La obsesión de Donald Trump con erradicar los cárteles del narcotráfico mexicanos, al punto de designarlos como organizaciones terroristas extranjeras (FTO) mediante una orden ejecutiva del 20 de enero de 2025, responde a una mezcla de prioridades políticas, estratégicas y simbólicas, pero su silencio sobre los cárteles estadounidenses revela contradicciones en su enfoque. Esta política, que intensifica la presión sobre México, se enmarca en un contexto de seguridad nacional, pero también en una narrativa electoral que busca resonar con su base.
Primero, la designación de cárteles como el de Sinaloa o Jalisco Nueva Generación como terroristas responde a la crisis de opioides en Estados Unidos, donde el fentanilo, mayormente traficado desde México, causó unas 70,000 muertes por sobredosis en 2024. Trump capitaliza este drama para proyectar una imagen de mano dura, prometiendo “eliminar” a los cárteles como parte de su agenda de seguridad fronteriza. Al clasificarlos como FTO, amplía las herramientas legales, permitiendo sanciones financieras, inteligencia militar y posibles operaciones especiales, lo que eleva el narcotráfico a amenaza de seguridad nacional.
Segundo, esta estrategia tiene un trasfondo geopolítico. Trump utiliza la designación para presionar a México, exigiendo mayor cooperación en migración y narcotráfico bajo amenaza de aranceles o acciones unilaterales. Al evitar mencionar cárteles estadounidenses, como las redes de distribución en ciudades como Chicago o Los Ángeles, Trump externaliza la culpa, presentando el problema como un asunto extranjero. Esto evita confrontar la complejidad interna del narcotráfico, donde actores locales facilitan el flujo de drogas, y refuerza su narrativa de una “invasión” desde el sur.

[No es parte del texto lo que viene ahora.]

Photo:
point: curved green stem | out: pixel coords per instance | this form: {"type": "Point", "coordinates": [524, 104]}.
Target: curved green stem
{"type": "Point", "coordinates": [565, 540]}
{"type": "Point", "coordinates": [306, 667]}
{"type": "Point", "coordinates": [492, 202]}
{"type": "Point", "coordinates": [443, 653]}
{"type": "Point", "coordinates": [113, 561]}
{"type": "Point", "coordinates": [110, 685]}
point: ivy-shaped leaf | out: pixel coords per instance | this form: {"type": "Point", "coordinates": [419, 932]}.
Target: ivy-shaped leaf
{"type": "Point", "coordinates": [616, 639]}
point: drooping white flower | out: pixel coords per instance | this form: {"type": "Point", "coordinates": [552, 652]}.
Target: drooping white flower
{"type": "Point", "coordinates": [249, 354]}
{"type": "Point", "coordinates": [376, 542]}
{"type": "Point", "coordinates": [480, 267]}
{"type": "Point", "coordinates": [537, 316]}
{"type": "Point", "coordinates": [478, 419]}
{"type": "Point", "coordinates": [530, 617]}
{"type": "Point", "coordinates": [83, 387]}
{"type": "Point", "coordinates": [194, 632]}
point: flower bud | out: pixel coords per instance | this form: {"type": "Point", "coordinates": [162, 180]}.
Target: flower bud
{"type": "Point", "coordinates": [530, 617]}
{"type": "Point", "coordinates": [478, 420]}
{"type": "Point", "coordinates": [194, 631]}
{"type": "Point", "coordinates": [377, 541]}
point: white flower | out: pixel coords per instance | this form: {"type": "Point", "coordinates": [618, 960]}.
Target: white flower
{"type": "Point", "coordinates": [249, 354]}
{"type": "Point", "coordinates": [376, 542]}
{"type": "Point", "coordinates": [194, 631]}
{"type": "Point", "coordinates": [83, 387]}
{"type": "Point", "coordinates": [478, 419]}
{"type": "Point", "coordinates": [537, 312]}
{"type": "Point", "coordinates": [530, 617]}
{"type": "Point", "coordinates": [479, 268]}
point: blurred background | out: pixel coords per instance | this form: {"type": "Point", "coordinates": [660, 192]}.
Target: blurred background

Tercero, el enfoque selectivo de Trump tiene raíces políticas. Hablar solo de cárteles mexicanos apela a su base electoral, que asocia la frontera con crimen y desorden. Al no mencionar redes estadounidenses, evita alienar a comunidades locales o sectores económicos implicados en el comercio ilícito, como pequeñas empresas que, sin saberlo, podrían estar vinculadas a actividades de lavado. Además, el término “terrorista” evoca una respuesta emocional fuerte, equiparando a los cárteles con grupos como ISIS, lo que justifica medidas drásticas sin necesidad de abordar la demanda interna de drogas, un factor clave según expertos como el Cato Institute.
Sin embargo, esta omisión plantea riesgos. Ignorar a los cárteles estadounidenses subestima su rol en la distribución y perpetúa una visión simplista que no aborda la raíz del problema: la demanda de drogas en Estados Unidos. Además, la designación como FTO podría escalar tensiones con México, que ve estas medidas como una amenaza a su soberanía, y generar retaliaciones de los cárteles contra ciudadanos estadounidenses, como advierte Brian Jenkins de RAND.
En conclusión, la obsesión de Trump con los cárteles mexicanos refleja una estrategia de seguridad, presión diplomática y cálculo político, pero su silencio sobre las redes internas revela un enfoque selectivo que podría limitar la eficacia de su política antidrogas.